Les alternatives et solutions pour éviter la perte de points

Stage de récupération de points

Lorsque des points disparaissent, il existe des moyens légaux pour limiter les dégâts. Le stage de sensibilisation reste le plus direct pour retrouver jusqu’à quatre points en seulement deux jours. Ce dispositif, ouvert à tous, est accessible une fois par an, que l’on soit jeune permis ou conducteur de longue date.

Site Mes Points Permis

Pour ne pas avancer à l’aveugle, le ministère de l’Intérieur propose la plateforme Mes Points Permis. Elle permet de surveiller en temps réel son solde de points, d’anticiper la participation à un stage ou de réagir à temps. Quelques habitudes à adopter pour garder le contrôle :

  • Contrôler régulièrement le nombre de points restants
  • Prévoir à l’avance un stage de récupération si la situation l’exige

La sensibilisation à la sécurité routière

Rester attentif aux campagnes de sensibilisation et s’informer sur les nouvelles règles du code de la route peut vraiment faire la différence. Les stages et les campagnes d’information rappellent les dangers, expliquent les sanctions et aident à renforcer la vigilance, notamment auprès des jeunes conducteurs, souvent plus exposés aux risques.

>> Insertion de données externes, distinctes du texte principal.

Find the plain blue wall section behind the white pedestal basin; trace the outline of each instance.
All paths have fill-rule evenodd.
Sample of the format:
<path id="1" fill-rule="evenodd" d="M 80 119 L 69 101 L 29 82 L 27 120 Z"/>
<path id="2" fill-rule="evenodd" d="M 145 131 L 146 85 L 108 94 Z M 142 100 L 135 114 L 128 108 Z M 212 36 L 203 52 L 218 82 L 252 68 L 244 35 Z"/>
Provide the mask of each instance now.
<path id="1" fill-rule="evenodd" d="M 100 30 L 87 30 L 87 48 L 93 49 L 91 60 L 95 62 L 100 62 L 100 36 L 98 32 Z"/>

Adopter une conduite responsable

Mais la solution la plus solide ne change pas : conduire avec sérieux, respecter les limitations, laisser le téléphone hors d’atteinte, refuser de prendre le volant après avoir bu. Ces choix, répétés chaque jour, préservent le permis autant que la sécurité de chacun. Au fond, la véritable valeur à préserver, c’est celle de la confiance sur la route, celle qui ne s’achète ni ne se partage, et qui fait toute la différence quand vient l’heure du contrôle.